We get smacked with some other sobering data regarding consumer spending, get some dude talking about the Christmas spirit and how he gets into the holidays by making sure he has some sweet ass rims on his hooptie. Things feel strange when we get interview footage of people talking about what this time of year does to the frail or meek when it comes to trying have the latest and greatest under the tree for young kids. (I swear, do those of the Jewish faith have these kinds of gluttony issues in the month of December? Would a first step in stopping this problem be that we all convert to Judaism and, therefore, be limited to only 7 presents each?)

No, that’s no solution but there is Reverend Billy.
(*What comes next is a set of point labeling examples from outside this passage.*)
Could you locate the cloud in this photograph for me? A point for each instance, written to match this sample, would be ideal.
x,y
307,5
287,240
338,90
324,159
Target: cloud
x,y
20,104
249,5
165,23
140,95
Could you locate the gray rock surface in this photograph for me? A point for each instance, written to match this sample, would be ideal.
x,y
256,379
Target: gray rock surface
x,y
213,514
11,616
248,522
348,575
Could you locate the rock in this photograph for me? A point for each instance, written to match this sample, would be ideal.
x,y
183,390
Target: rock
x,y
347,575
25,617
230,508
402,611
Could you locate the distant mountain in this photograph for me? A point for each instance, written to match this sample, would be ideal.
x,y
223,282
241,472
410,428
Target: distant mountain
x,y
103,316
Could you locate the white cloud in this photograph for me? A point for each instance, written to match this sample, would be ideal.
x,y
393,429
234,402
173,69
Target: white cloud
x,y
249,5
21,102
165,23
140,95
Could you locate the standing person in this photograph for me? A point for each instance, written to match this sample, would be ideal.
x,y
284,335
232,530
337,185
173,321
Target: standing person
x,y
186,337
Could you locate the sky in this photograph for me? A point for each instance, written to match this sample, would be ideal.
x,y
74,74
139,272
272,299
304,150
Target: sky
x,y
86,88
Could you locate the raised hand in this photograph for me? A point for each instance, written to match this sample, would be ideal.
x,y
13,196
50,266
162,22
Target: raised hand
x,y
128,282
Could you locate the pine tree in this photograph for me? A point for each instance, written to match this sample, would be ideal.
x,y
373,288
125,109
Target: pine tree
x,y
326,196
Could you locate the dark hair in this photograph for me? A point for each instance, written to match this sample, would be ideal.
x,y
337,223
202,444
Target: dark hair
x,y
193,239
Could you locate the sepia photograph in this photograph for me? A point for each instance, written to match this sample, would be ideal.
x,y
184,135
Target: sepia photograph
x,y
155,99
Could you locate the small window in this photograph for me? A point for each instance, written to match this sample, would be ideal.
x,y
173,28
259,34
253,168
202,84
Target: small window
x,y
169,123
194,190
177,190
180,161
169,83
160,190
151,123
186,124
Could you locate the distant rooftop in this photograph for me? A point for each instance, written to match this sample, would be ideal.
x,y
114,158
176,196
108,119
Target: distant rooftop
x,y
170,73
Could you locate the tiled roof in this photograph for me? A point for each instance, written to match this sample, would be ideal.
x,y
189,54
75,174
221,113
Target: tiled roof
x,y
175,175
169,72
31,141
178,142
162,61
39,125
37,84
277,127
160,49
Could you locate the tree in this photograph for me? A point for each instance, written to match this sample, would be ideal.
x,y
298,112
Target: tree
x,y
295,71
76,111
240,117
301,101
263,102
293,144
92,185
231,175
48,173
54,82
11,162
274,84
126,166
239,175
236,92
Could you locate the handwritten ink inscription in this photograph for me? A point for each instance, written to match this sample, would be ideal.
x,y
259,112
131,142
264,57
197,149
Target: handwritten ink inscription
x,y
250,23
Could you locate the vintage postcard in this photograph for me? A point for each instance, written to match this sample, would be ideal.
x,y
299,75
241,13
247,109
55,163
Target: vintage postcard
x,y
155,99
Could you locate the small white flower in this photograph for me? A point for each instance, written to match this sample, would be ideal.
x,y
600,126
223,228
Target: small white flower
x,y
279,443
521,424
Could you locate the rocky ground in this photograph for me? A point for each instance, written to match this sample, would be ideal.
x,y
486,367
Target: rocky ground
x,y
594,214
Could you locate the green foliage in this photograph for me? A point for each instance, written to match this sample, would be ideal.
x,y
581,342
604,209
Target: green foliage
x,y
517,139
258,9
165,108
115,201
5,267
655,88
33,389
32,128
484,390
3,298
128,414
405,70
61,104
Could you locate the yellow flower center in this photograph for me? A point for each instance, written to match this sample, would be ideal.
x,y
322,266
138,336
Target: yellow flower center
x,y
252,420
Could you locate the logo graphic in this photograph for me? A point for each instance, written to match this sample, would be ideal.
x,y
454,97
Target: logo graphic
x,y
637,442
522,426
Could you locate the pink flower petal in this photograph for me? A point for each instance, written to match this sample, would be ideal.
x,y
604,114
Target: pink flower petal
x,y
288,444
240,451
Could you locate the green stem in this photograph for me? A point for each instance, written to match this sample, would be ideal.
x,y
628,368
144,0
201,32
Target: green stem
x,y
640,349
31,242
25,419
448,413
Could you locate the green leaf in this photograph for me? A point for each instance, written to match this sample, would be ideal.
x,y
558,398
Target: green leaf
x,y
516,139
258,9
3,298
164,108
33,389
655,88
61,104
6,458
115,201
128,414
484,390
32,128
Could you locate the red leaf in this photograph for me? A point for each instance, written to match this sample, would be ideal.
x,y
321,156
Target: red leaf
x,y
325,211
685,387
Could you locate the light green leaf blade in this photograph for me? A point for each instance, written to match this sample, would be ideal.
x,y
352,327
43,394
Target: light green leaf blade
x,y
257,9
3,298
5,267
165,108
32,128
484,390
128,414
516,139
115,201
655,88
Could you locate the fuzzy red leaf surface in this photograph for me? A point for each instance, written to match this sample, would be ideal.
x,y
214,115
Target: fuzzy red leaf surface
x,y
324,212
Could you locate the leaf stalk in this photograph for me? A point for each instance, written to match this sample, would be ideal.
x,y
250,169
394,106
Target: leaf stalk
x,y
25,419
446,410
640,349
I understand that Billy is part sociological extension of all our greed and avarice, and part carnival sideshow, but there is something about his presence that I just can’t explain. He’s at once obvious but oddly engaging as the personification of what we all know to be true: We spend too much on needless shit.

I like Billy’s point during one event, on Main Street inside Disney, that all that Americana is coming to you from China is one that resonates even louder with all the issues we’re having with our human-rights bending, manufacturing monolith at the expense of worker abuse, free speech oppressing neighbors to the east.

While I can’t square my own purchasing habits come this time of the year I do know that we’ve got to throttle spending if we’re ever going to claim to be better than the marketers who know they’ve got us beat.